Depending on the exact needs of our implementation, we might apply touch-action: pan-x pan-y (which tells the browser to apply one-finger scrolling while ignoring all other gestures), or even touch-action: none to our container, in which case the responsibility is ours to implement all touch interactions. As a rule of thumb for touch-action, only disable the browser behaviors you plan to replace with custom gestures.

Some applications may benefit from a bit more nuance. For example, as gestures tend to be imprecise, we might impose thresholds that the various components of the transformation must reach to be considered intentional. Alternatively, we might tease out, and apply, only the most prominent component of the transformation, while ignoring the rest.

I hope this article has made the basic approach clear enough that these refinements can be neatly layered on top of it. You may find some pointers in the Questions & Answers section.

Conclusion

In this article we've looked at how we can treat DOM GestureEvent, WheelEvent, and TouchEvent uniformly to add support for two-finger gestures to web pages with some pretty good results across a variety of devices.

Some quick links:

This supplemental material is also published on GitHub in the danburzo/ok-zoomer repository.

Questions & Answers

How do I find the element's current scale?

To know the element's scale at any given moment, we need to either:

keep track of all the gestures we've applied and accumulate the scales in a variable, or
somehow extract the scale from the element's current transformation matrix.

The DOMMatrix interface doesn't have a method to retrieve individual components such as scale, translation, or rotation from a matrix, so we have to implement it ourselves.

To that end we can use the algorithm described in Spencer W. Thomas's article Decomposing a matrix into simple transformations, published in Graphics Gems II (1991). A pseudo-code version is published in the CSS Transforms specification, and a C implementation is available on GitHub.

The algorithm handles cases that don't apply to our situation — non-uniform scaling, skewing, etc. — so if we're only interested in extracting the uniform scale, we can get away with a one-liner:

const getScaleFromMatrix = matrix => Math.hypot(matrix.a, matrix.b);

And if you are interested in the general method, you can find some JavaScript implementations on GitHub.

Knowing the current scale is useful in a variety of cases:

Zooming to a specific scale.
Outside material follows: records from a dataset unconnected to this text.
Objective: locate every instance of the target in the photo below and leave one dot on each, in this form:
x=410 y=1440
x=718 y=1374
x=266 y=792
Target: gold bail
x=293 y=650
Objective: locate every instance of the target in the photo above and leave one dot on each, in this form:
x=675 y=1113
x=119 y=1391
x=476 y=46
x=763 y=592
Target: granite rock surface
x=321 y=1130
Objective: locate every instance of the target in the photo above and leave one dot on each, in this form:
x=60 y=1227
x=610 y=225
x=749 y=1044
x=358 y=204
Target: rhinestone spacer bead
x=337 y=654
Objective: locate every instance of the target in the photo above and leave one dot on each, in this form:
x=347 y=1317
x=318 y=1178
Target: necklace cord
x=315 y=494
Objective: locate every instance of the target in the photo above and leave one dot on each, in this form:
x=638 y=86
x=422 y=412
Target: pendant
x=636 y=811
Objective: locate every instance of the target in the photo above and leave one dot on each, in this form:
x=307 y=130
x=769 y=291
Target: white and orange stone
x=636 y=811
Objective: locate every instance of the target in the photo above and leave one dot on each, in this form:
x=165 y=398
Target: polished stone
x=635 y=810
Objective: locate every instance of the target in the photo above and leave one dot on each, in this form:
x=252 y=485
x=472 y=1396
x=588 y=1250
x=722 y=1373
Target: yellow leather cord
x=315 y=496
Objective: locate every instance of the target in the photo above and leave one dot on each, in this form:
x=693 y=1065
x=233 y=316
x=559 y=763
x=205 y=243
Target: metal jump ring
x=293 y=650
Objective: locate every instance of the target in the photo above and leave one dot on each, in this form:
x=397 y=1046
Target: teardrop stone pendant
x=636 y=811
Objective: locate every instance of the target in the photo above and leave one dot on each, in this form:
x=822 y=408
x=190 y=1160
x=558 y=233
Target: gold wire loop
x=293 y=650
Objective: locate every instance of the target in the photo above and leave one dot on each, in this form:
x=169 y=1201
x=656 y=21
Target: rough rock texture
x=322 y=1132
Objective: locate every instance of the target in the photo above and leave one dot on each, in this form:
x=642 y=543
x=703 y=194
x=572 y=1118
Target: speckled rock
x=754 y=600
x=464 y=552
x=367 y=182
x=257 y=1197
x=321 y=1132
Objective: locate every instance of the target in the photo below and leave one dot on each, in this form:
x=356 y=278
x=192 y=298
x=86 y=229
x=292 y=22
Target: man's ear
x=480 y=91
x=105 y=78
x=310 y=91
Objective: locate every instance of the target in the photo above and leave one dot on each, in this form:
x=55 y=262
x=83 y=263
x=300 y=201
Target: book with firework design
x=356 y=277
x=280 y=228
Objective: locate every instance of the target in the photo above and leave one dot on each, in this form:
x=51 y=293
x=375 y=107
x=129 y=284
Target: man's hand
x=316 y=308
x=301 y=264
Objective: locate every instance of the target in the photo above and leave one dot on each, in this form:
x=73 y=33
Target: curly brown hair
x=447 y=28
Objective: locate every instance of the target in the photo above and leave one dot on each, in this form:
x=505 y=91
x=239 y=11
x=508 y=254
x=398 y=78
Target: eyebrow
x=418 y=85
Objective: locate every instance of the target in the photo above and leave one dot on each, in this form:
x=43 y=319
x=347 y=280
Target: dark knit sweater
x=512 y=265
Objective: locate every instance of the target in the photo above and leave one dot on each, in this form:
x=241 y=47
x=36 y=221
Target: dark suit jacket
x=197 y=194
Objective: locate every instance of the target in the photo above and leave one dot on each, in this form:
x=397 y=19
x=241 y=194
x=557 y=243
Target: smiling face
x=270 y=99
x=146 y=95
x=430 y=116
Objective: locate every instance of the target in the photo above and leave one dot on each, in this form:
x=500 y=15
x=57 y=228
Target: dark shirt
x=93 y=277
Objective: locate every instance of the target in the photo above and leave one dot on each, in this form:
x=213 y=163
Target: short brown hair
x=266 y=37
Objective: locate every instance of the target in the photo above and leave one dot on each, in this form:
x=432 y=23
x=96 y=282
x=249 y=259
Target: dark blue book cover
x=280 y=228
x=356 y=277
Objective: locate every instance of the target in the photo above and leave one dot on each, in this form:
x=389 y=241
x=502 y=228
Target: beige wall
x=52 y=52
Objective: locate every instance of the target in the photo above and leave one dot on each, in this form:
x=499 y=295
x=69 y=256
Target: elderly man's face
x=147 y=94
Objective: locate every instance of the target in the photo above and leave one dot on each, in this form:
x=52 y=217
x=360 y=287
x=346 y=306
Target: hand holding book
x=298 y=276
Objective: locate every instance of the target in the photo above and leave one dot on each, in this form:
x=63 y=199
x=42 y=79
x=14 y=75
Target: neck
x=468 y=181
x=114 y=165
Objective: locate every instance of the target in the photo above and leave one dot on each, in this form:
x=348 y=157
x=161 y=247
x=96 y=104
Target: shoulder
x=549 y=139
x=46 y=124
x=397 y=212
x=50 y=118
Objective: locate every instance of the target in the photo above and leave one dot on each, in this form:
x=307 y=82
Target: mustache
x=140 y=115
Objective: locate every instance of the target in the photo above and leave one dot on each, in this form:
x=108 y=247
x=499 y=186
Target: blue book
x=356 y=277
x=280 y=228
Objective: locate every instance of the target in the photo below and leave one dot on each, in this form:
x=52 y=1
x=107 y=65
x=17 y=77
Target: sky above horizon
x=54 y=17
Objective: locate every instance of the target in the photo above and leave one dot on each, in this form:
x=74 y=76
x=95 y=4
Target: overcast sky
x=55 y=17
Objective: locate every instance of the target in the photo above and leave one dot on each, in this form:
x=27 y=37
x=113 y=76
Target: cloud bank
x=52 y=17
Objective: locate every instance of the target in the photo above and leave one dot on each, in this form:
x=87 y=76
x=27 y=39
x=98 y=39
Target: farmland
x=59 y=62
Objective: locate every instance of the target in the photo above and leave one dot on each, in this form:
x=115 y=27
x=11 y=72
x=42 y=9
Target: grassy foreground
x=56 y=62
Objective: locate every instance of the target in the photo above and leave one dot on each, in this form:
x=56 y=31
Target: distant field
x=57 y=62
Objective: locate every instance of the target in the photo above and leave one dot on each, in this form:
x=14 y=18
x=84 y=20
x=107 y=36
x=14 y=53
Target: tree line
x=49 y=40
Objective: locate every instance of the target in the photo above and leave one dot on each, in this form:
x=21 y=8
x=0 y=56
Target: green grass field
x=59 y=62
To produce an absolute scale, such as 50% or 400%, we can express it as relative to the current scale and create a gesture for it:

let current_scale = getScaleFromMatrix(current_transform_matrix);
let gesture = {
	scale: 0.5 / current_scale, // 50% scale
	// …
};
// apply gesture

Limiting the zoom level to a minimum/maximum. Similarly to zooming to an absolute scale, we can clamp our scale to a minimum and maximum. The function below limits the scale in a gesture so that the resulting scale is in the 25–400% interval:

function clampScale(gesture) {
	let s = getScaleFromMatrix(m);
	let proposed_scale = gesture.scale * s;
	if (proposed_scale > 4 || proposed_scale < 0.25) {
		return {
			...gesture,
			scale: Math.max(0.25, Math.min(4, proposed_scale)) / s
		};
	}
	return gesture;
}

You can see both these examples in action in Demo: Combined gestures and zoom buttons on an HTML element.

Revisions

Nov 22, 2020: Published a first draft of this article on dev.to.

Nov 15, 2021: Updated the Safari gesture events section to note that Safari 15 now also produces wheel events for pinch-zoom gestures, in line with the other major browsers, as well as to point out the double-gestureend bug.

Jan 10, 2022: Fixed some typos, improved wheel-to-gesture code, and added a Questions & Answers section.

May 19, 2022: Fixed the SVG case in applyMatrix() for Chrome, which doesn't currently support a DOMMatrix argument to SVGTransformList.createSVGTransformFromMatrix(). (Chromium#835431)

Thanks to Arne, Stephane and Sam for helping improve this article.